Do you have $1,000?  2 smart stocks to buy in a Nasdaq bear market |  The Motley Fool

Do you have $1,000? 2 smart stocks to buy in a Nasdaq bear market | The Motley Fool

With the Nasdaq Compound Still firmly entrenched in bear market territory, if you’re feeling discouraged by the state of your portfolio and the performance of some of your favorite stocks, you’re certainly not alone. However, even in volatile markets, attractive buying opportunities remain for patient and forward-thinking investors.

That said, in this type of environment, it is even more important than usual to differentiate between companies that have clear paths to growth and are simply trading in difficult macroeconomic conditions, and those that see their Shares decline for valid reasons that suggest they’ll face long-term headwinds.

Two actions which, in my opinion, belong firmly in the first category are DexCom (DXCM 4.04%) and Procter & Gamble (PG 0.72%).

1. DexCom

If you’re looking for a non-cyclical company with products that are consistently in demand, regardless of the macro environment or consumer sentiment, DexCom could be an obvious contender for your portfolio. It is one of the leading developers and manufacturers of Continuous Glucose Monitoring (CGM) devices in the world. Its devices are worn by millions of type 1 and type 2 diabetics worldwide.

With a global market share of around 50% in the CGM space, it’s fair to say that DexCom has considerable room for growth, even in a difficult economic environment. The company is currently in the process of launching the latest generation of its flagship CGM device, the G7. The G7 system is much smaller and lighter than its predecessor, and has the fastest warm-up time of any CGM device on the market.

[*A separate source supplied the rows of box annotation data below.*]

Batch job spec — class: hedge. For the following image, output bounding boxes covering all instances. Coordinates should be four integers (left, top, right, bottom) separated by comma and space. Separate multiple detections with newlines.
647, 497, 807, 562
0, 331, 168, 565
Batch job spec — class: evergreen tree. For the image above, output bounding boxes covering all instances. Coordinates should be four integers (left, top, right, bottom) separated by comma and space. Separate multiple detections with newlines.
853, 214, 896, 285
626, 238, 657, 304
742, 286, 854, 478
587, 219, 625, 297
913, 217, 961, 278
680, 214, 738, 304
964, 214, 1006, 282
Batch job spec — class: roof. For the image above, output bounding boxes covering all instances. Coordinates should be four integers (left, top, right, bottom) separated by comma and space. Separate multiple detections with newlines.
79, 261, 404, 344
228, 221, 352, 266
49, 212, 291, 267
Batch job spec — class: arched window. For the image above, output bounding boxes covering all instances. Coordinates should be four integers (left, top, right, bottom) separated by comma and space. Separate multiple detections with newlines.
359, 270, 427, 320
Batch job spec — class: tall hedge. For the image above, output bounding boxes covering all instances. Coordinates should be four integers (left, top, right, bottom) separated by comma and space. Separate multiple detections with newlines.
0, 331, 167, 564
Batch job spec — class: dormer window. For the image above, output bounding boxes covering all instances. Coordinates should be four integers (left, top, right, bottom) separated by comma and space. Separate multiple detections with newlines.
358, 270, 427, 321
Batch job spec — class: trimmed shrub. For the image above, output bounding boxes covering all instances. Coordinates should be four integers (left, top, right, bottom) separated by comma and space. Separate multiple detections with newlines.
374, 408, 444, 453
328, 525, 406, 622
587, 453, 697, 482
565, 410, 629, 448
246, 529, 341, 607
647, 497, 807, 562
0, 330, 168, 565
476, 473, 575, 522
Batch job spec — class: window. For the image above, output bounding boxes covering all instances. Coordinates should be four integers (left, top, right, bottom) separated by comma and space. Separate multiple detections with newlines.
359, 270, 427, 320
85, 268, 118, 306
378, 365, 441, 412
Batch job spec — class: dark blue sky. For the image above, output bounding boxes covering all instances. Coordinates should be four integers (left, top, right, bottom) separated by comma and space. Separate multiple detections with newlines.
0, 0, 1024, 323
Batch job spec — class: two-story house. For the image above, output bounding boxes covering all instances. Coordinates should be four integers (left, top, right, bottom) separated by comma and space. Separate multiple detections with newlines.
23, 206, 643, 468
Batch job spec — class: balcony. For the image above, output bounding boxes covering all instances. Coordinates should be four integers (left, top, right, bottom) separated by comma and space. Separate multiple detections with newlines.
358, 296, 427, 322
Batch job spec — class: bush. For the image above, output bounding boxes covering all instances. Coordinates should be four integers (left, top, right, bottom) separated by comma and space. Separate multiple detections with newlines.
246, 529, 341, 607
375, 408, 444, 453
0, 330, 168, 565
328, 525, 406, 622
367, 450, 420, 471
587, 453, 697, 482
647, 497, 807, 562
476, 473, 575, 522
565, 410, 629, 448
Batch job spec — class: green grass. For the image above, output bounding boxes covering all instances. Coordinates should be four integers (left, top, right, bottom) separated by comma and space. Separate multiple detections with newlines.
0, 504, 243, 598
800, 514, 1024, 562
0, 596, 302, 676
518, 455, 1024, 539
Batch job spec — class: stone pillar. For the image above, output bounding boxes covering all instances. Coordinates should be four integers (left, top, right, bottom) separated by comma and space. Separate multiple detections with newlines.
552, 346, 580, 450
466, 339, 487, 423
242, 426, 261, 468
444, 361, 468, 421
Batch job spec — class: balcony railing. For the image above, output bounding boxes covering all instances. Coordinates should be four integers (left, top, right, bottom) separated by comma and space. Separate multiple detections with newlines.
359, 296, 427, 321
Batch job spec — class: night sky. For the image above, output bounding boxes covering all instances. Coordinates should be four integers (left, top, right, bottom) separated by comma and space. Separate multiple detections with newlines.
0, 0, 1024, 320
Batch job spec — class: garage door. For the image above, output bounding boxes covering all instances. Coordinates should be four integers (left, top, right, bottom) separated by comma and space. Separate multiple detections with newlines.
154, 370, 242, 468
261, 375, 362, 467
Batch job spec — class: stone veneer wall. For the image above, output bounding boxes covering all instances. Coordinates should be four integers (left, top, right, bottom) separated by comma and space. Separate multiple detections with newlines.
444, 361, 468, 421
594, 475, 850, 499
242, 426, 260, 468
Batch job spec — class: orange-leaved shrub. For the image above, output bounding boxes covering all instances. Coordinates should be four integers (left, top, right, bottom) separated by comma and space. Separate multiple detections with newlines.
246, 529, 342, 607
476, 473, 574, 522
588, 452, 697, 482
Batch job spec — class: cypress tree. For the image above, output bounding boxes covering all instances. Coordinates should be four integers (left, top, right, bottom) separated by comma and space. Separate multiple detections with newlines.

In the third quarter, DexCom reported year-over-year revenue growth of 18% to $770 million, while its net income rose 16% to $101 million. Over the past decade, its annual revenue has grown over 2,400%, while the stock has generated an astonishing total return of 3,300%.

CGMs are not discretionary products. These devices can make a life or death difference in the health of their users. It’s also worth noting that a growing number of private insurers have expanded their coverage to include CGM devices, and Medicare and Medicaid last year adjusted their rules to expand coverage for these devices.

As such, DexCom’s total addressable market continues to expand and demand for its products is expected to continue to grow. In fact, the American Diabetes Association estimates that 1.4 million Americans are diagnosed with diabetes each year.

At the current share price, a $1,000 investment in DexCom would add about nine stocks to your portfolio.

2. Procter & Gamble

Speaking of non-cyclical companies, Procter & Gamble is another good stock to consider for long-term investors, and is a dividend king to boot. At its current share price, its payout returns investors 2.5% and it has increased its dividend every year for 66 consecutive years.

In the past decade alone, management has increased the dividend by more than 60%, helping the stock deliver a 188% total return to investors. Not bad for a consumer staples stock that might get a bad rap with some investors for being a “boring” business. Often it is these value-driven businesses, even those that may be considered boring, that can deliver the most sustainable returns in a wide variety of environments.

Procter & Gamble’s products cover a wide range of consumer needs, from personal care products and oral health to hair care and home care. Familiar names like Pampers, Downy, Tide, Bounty, Charmin, Always, Tampax, Gillette, Herbal Essences, Pantene and Old Spice are all part of its family of brands.

In the most recent quarter, Procter & Gamble grew its organic percentage sales in the mid to high numbers in each of its five core business segments. Overall, organic sales (which exclude the effects of currency fluctuations) increased 7% over the prior year period. Even accounting for foreign currency headwinds, total net sales were still up 1% year-over-year to $21 billion. The company also reported net income of about $4 billion for the quarter. And over the past five years, Procter & Gamble has increased its revenue and earnings by 20% and 51%, respectively.

A $1,000 investment in Procter & Gamble at the current share price would add about seven stocks to your portfolio.